Trovare piante d’appartamento che crescono bene in condizioni di bassa umidità è un sogno che diventa realtà per molte persone. Può essere difficile garantire un ambiente altamente umido, ad esempio con nebulizzazioni quotidiane, umidificatori o vassoi con ciottoli. Con gli stili di vita frenetici di oggi, decorare con piante che tollerano la bassa umidità è un modo per risparmiare tempo.

Le piante che amano l’aria secca sono poche e rare, ma molte piante tollerano la bassa umidità. Dai cactus alle piante d’appartamento in generale, ecco una selezione di piante da provare.

Piante d’appartamento per bassa umidità

Le piante d’appartamento che amano la bassa umidità prosperano con un’umidità compresa tra il 25 e il 30%, tipica di una casa media. Se si confronta questo dato con l’umidità relativa del 70-80% di cui hanno bisogno la maggior parte delle piante, è facile capire perché includere alcune piante che tollerano la bassa umidità nella propria casa può far risparmiare un po’ di fatica.

Non sorprende che diversi cactus e piante grasse crescano bene in questo tipo di ambiente, come il cactus torcia, la Kalanchoe e la pianta di giada. Anche la palma di bambù è nella lista, insieme ad altre piante d’appartamento che amano l’aria secca, come la pianta della gomma, l’aglaonema e la sansevieria.

Se l’umidità nella vostra casa scende al di sotto del 20%, le piante possono subire danni. I sintomi di bassa umidità includono foglie secche e arricciate, punte delle foglie marroni o foglie piccole. Durante l’inverno è probabile che l’umidità domestica scenda al di sotto del 20%. Per misurare l’umidità nella vostra casa, potete acquistare un monitor portatile dell’umidità.

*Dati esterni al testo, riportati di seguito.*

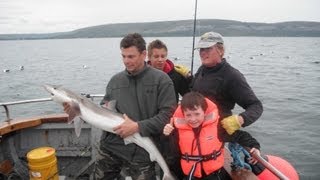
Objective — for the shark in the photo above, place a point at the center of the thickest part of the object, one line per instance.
(105, 119)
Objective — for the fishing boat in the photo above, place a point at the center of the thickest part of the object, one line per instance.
(75, 155)
(18, 136)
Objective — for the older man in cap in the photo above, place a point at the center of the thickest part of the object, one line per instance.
(225, 85)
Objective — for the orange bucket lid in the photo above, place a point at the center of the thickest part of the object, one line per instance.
(41, 154)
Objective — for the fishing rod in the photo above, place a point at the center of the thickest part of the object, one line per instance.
(194, 34)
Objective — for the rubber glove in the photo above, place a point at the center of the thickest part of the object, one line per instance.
(183, 70)
(231, 124)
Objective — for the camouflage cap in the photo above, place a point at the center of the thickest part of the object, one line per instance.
(209, 39)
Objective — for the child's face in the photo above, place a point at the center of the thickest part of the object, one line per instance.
(194, 117)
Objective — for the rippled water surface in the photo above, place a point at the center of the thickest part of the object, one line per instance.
(284, 73)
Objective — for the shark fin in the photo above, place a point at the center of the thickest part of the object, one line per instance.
(127, 141)
(77, 126)
(112, 105)
(73, 112)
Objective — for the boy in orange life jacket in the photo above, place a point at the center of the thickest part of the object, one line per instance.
(200, 138)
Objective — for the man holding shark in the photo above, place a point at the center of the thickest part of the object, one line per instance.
(147, 99)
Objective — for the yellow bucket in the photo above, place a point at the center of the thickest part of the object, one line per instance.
(42, 164)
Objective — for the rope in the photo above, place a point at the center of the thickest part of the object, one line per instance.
(237, 163)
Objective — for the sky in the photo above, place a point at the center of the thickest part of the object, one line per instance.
(47, 16)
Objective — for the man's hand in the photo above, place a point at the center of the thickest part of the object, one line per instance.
(127, 128)
(231, 124)
(183, 70)
(168, 128)
(253, 160)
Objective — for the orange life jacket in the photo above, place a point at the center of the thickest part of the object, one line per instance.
(203, 151)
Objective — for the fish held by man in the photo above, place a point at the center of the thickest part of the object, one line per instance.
(104, 119)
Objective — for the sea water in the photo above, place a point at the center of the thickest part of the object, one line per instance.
(284, 72)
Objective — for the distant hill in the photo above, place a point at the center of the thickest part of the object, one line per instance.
(184, 28)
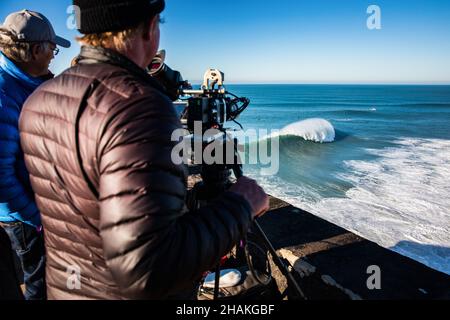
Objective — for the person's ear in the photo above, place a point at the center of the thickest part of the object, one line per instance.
(35, 51)
(151, 28)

Tipi di piante da interno per bassa umidità

Ecco alcune piante da appartamento consigliate per l’aria secca:

  • Palma bambù (Chamaedorea erumpens)
  • Cactus candelabro (Euphorbia)
  • Cactus cinese (Gymnocalycium)
  • Aglaonema (Aglaonema commutatum)
  • Cactus riccio (Echinocactus, Lobivia, Rebutia)
  • Pianta di giada (Crassula arborescens)
  • Kalanchoe (Kalanchoe)
  • Cactus cuscino (Mammillaria)
  • Filodendro (Philodendron), in particolare il filodendro cuoriforme
  • Fico d’India (Opuntia)
  • Pianta della gomma (Ficus elastica) 
  • Pianta serpente (Sansevieria trifasciata)
  • Cactus torcia (Trichocereus)
  • Pianta zebra (Aphelandra squarrosa)

Se le piante soffrono a causa della bassa umidità, è possibile collocarle in cucina o in bagno, dove l’umidità è più alta. È anche possibile raggruppare le piante, in modo da aumentare l’umidità. Non è ancora chiaro se nebulizzare quotidianamente aumenti l’umidità, inoltre può aumentare il rischio di infezioni fungine.